Before his sentence, he worked as a journalist in the American state of Philadelphia , starting at the young age of 14 as the head of information for the Black Panther Party in that state. During those years the party was characterized by internal quarrels and arguments, so it decided to leave the movement. Some time later he would become an active supporter of the MOVE naturopathic group and at the same time the president of the Philadelphia Association of Black Journalists .

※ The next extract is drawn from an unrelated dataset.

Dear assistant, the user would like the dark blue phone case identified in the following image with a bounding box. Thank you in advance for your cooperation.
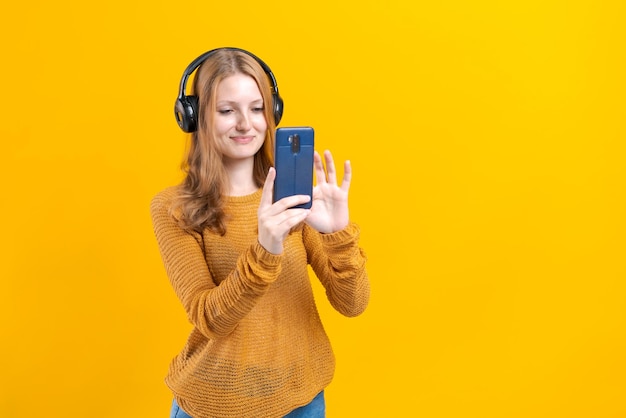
[274,126,315,209]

Some sources indicate that these journalistic successes have been exaggerated, although others have described him as a “highly regarded Pennsylvania journalist who has exposed police violence and racism against minority communities.” At the time of his arrest, he was combining his career as a journalist with that of a taxi driver.
Arrest and trial
On December 9, 1981 , a policeman named Daniel Faulkner arrested Willam Cook (Abu-Jamal’s brother) for driving the wrong way and with the lights off. Abu-Jamal stated that he was currently driving his taxi close to the scene and that he observed the police hit his brother with a flashlight, however William later stated that it was in response to his initial attack.
In the ensuing fight, both Mumia and Faulkner were shot. Faulkner was wounded in the back and in the face, killing him instantly. Abu-Jamal received the bullets in the chest. Police stated that Abu-Jamal shot Faulkner, despite not being present at the scene, while the defense alleges that Faulkner was shot from behind by a third individual who later fled the scene. Abu-Jamal was arrested at 4 am with a pistol registered to his name. On July 3, 1982 , Abu-Jamal was convicted of Faulkner’s murder and sentenced to death. In addition to his traditional legal defense, Abu-Jamal touched on many political issues during the trial and repeatedly asked the court to allow the MOVE leader ,John Africa , to represent him.
Retribution of the case
The case of Mumia Abu-Jamal has become very popular in many media, especially among the political left, the anti-globalization movement, anti-death penalty activists, movements and libertarian entities, as well as the black nationalist movement. Saving Mumia from the death penalty is a popular cause among people and organizations, who insist on his innocence. Others, regardless of whether or not he is innocent, believe he did not receive a fair trial.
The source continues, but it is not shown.